March 12, 2018
March 16, 2018
Underrepresentation in leadership can make diversity efforts feel hollow and forced. Having wide representation in staff will fall flat without corresponding diversity within management and executive roles at the company. Let’s take a closer look at why a diverse workforce requires diverse management:
Research indicates that diversity in leadership teams is lacking. In some industries, there is a wide disconnect between a stated commitment to diversity and actually putting it into practice. For example, one study conducted by Koya Leadership Partners and Education Pioneers found that while 98 percent of nonprofit organizations surveyed supported diversity, only 26 percent had a budget for programs related to supporting diversity. Furthermore, leadership representation was lacking, with a steep decline of team members of color with titles beyond the director level. It’s not only the nonprofit space where this is a problem. White men represent 72 percent of corporate leadership at 16 of the Fortune 500 companies. And research by Catalyst showed that women of color make up just 4.7 percent of executive, senior-level, and management roles at S&P 500 companies. Many companies commit to diverse hiring and actively create a welcoming, inclusive work culture. It’s important that the leadership at organizations reflect diversity.
Companies that are committed to establishing diverse leadership are more successful, noted the McKinsey&Company report, Diversity Matters. The firm found that companies in the top quartile for racial and ethnic diversity are 35 percent more likely to have financial returns above the national medians for their industries. It also found that for every 10 percent increase in diversity on the leadership team, companies see their earnings before interest and taxes increase by 0.8 percent. In addition, researchers from the University of Maryland and Columbia Business School found that companies with at least one woman on the top management team tend to be more innovative. The group’s findings suggest that the presence of just one woman in upper management creates 1 percent more economic value for the organization, equal to $40 million.
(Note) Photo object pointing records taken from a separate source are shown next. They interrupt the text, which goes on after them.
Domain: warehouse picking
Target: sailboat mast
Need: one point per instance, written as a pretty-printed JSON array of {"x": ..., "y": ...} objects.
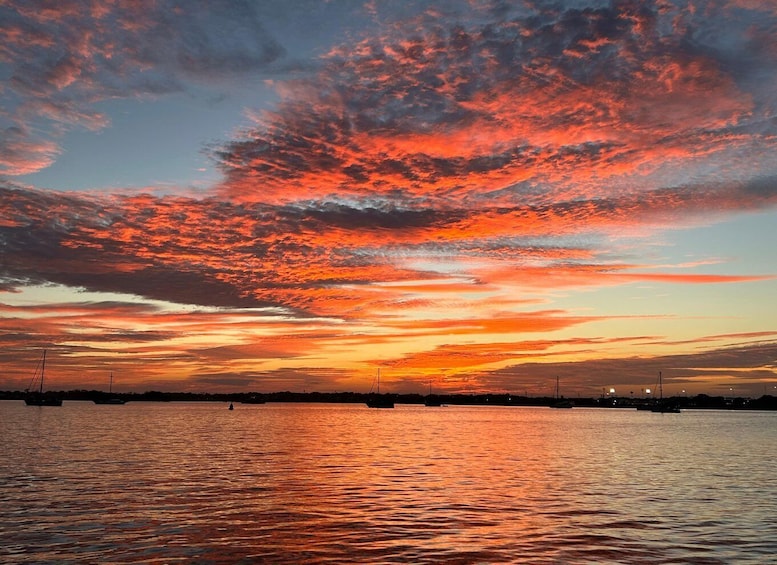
[
  {"x": 42, "y": 370},
  {"x": 660, "y": 386}
]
According to the Harvard Business Review, it’s because diverse teams are smarter. Working with people who are different from you requires you to adopt new ways of thinking and look at facts more critically, the publication said, citing two studies that back up this assertion. In one, people were placed on either an ethnically diverse or homogeneous team and asked to price stocks. The diverse teams were 58 percent more accurate in their pricing. In the second study, people were assigned to ethnically diverse or homogenous mock jury panels. Those on the diverse panels made fewer factual errors while talking about the evidence presented to them. Diversity in leadership improves company performance. It can also create a more inclusive culture, where employees see people who share their backgrounds in influential executive roles. Take a second look at your company and see how more women and minorities can take on leadership roles.